泣き疲れて頬には涙の跡があり、直ぐに現実に引き戻されてしまう。
( そうか…… あの悲劇は夢じゃなかったのか。
待てよ…… いつ寝たんだ??
…… 美咲!! )
直ぐに飛び起きてリビングへ。
「 美咲ーーっ!! 」
直ぐに大声でリビングに入ると、奥さんがキッチンで朝ごはんを作っていました。
「 シーーっ!!
愛菜の前では昨日話はやめて?
おはよう。 」
と言って直ぐに料理を作り始める。
その背中はいつもは近くに感じたのに、今は凄く遠くに感じました。
( 美咲…… 俺にはお前と愛菜しか居ないんだ。
だから…… 捨てないでくれ…… 捨てないでくれ。
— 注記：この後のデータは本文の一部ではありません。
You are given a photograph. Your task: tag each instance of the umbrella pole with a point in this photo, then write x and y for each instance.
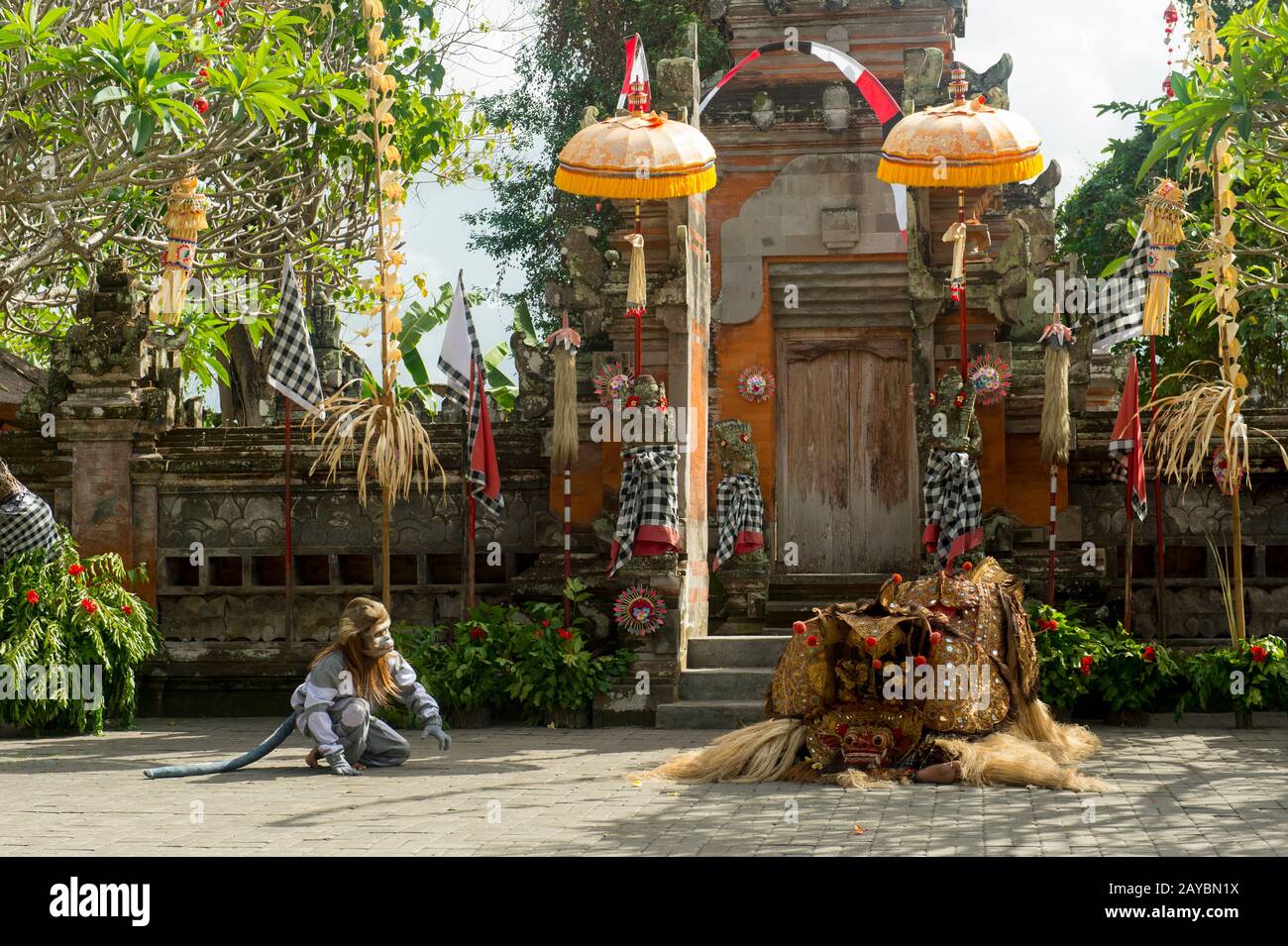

)
と思いながらゆっくりと涙を流しました。
愛菜ちゃんはテレビを見ている。
愛菜ちゃんはアニメのぐ〜たらファミリーが大好き。
直ぐに涙を拭いて愛菜の元へ。
「 愛菜ちゃーー ん!
昨日は本当にごめん!!
一緒にゲームやる約束だったのに。 」
愛菜ちゃんはぐうたらファミリーに夢中。
「 約束、約束っていつもあなたは破ってる!
本当ダメ夫のナマケモノ!! 」
テレビでぐ〜たらファミリーのパパのナマケモノが怒られている。
ママのウサギさんはこれでもか!
と言わんばかりに目の敵にしている。
( 何が楽しいんだよこんなアニメ…… 。
見てて何故か心が痛い。 )
「 愛菜ちゃん…… あの、本当に悪いと。 」
「 パパおはよう。
仕事行ってらっしゃい! 」
テレビに釘付けのあまり、一平を見ずに軽く対応されてしまう。
一平の心の支えが全て砕けちる。
一平はソファに倒れてしまう。
( 終わりだ…… 妻の信用を失くし、娘には約束を破ってしまったせいで、動物ファミリーに心を奪われてしまう。
俺も…… 動物ファミリーに入れて…… 。 )
ソファに倒れてまた寝てしまう。
一平の幸せな毎日はいきなり、不幸のどん底に叩き落とされてしまうのでした。